Index

This module allows you to scan a fastq file, either gzipped or uncompressed, and extract the sequences that match a given pattern, or a list of patterns.

Usage

The command biomate index takes at least two arguments: the path to a FASTQ file (--input) and the pattern to search for. The pattern can be a single string or a regular expression (--index-regex), or a path to a file containing a list of patterns or regular expressions (--index-file). If no output (--output) is specified, only the statistics for each matched pattern will be printed to the standard output; otherwise, both the statistics for each matched pattern (pattern<INDEX>_matches.txt) and for each edit distance (pattern<INDEX>_errors.txt) will be written to files, where <INDEX> is the index of the pattern in the input file or 1 if a single pattern is provided.

Options

  • --input: Path to the input FASTQ file. It can be gzipped or uncompressed.
  • --output: Path to the output directory where the results will be saved. If not specified, the results will be printed to the standard output. The output directory will contain two files: indexing_patterns.txt with the statistics for each matched pattern, and indexing_errors.txt with the statistics for each edit distance.
  • --index-regex: Regular expression to search for in the sequences.
  • --index-file: Path to a file containing a list of patterns or regular expressions to search for in the sequences. Each line in the file should contain a single pattern or regular expression.
  • --distance: Maximum edit distance to consider when matching patterns. Default is 0 (exact match).
  • --error-type: Type of error to consider when calculating the edit distance. Can be insertions (i), deletions (d), substitutions (s), or any error (e). Default is s.

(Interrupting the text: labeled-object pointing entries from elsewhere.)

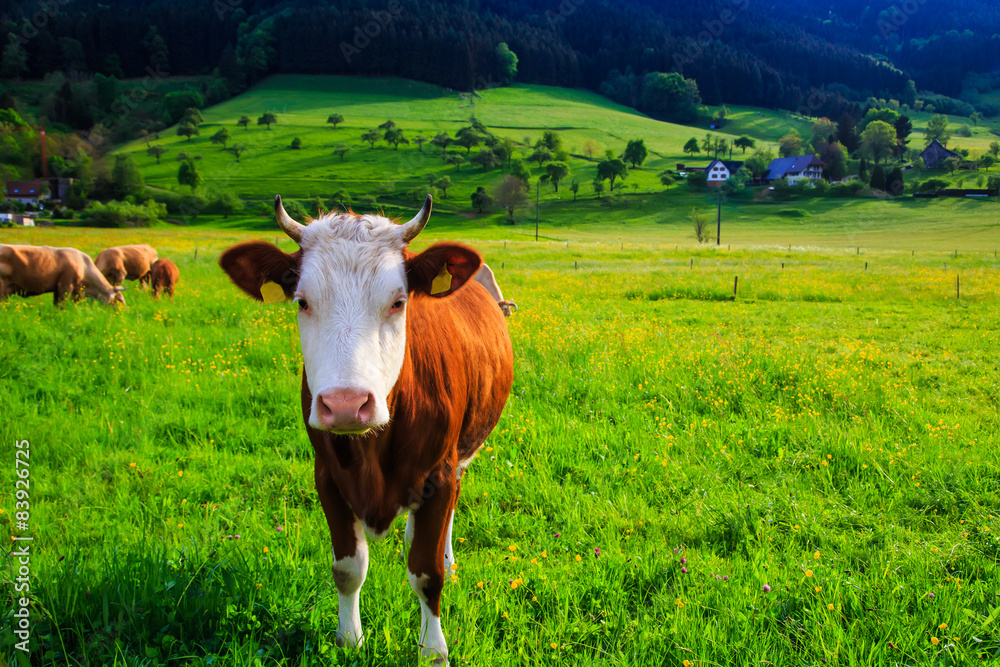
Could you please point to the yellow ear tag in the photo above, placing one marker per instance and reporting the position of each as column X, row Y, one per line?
column 272, row 292
column 442, row 281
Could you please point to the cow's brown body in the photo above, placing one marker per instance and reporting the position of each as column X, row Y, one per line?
column 165, row 275
column 127, row 262
column 403, row 449
column 34, row 270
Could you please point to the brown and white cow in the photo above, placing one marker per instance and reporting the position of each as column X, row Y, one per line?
column 484, row 276
column 127, row 262
column 407, row 367
column 34, row 270
column 165, row 275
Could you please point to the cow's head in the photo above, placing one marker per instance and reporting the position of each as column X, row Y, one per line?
column 352, row 279
column 108, row 295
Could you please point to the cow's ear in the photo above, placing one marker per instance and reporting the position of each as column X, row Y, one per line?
column 256, row 264
column 442, row 269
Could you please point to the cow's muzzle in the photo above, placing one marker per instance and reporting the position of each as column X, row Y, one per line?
column 346, row 410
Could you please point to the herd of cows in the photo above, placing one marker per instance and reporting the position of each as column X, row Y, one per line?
column 33, row 270
column 407, row 365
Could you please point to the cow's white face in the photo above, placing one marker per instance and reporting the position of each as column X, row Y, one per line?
column 351, row 296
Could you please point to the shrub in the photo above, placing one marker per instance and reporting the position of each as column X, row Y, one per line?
column 123, row 214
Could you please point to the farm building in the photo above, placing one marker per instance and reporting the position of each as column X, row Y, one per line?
column 720, row 170
column 26, row 192
column 935, row 155
column 808, row 167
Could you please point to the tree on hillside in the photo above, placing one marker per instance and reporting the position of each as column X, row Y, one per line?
column 442, row 141
column 395, row 137
column 126, row 179
column 486, row 158
column 556, row 171
column 609, row 169
column 371, row 136
column 467, row 138
column 506, row 63
column 758, row 161
column 268, row 118
column 835, row 157
column 743, row 143
column 550, row 139
column 878, row 173
column 790, row 145
column 598, row 186
column 540, row 155
column 221, row 137
column 481, row 199
column 188, row 174
column 903, row 127
column 192, row 115
column 156, row 151
column 238, row 149
column 823, row 129
column 229, row 203
column 937, row 128
column 635, row 153
column 186, row 129
column 520, row 171
column 878, row 141
column 847, row 133
column 341, row 151
column 512, row 194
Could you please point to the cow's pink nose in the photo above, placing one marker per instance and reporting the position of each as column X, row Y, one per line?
column 346, row 409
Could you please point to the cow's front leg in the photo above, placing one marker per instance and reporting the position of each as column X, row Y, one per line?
column 426, row 563
column 350, row 557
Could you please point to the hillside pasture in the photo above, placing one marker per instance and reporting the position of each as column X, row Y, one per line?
column 805, row 474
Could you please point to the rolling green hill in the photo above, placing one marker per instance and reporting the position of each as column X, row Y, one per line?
column 395, row 180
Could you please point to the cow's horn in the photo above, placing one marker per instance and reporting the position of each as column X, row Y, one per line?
column 292, row 228
column 414, row 226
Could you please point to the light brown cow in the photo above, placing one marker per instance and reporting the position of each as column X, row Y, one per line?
column 34, row 270
column 484, row 276
column 407, row 365
column 127, row 262
column 165, row 276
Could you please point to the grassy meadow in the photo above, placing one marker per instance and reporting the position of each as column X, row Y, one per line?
column 807, row 474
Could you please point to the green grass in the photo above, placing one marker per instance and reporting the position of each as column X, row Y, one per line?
column 831, row 434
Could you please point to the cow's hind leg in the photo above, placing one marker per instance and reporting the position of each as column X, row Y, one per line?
column 426, row 565
column 350, row 557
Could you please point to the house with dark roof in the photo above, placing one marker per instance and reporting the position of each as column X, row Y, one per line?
column 795, row 169
column 26, row 192
column 720, row 170
column 935, row 155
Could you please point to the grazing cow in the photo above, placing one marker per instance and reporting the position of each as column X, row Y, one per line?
column 33, row 270
column 407, row 367
column 127, row 262
column 165, row 275
column 484, row 276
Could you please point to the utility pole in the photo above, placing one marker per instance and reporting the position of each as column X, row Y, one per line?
column 718, row 227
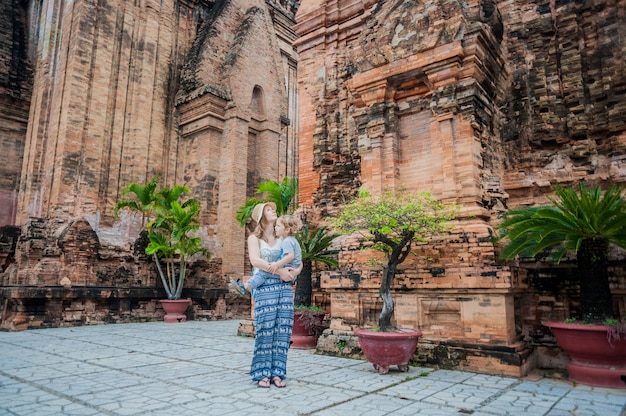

Example of Standard Output

When no output is specified, the command will print the statistics for each matched pattern to the standard output. The output will look like this:

0 CATGGGT 3902 0.39%%
0 CATGGTG 3584 0.36%%
0 CATGGTT 3471 0.35%%
0 CATGTTT 2717 0.27%%
0 CATGGGG 88 0.01%%
0 CATGTGT 82 0.01%%
0 CATGTGG 82 0.01%%
0 CATGTTG 79 0.01%%

The first column is the edit distance, the second column is the matched pattern, the third column is the number of matches, and the fourth column is the percentage of matches relative to the total number of sequences in the FASTQ file.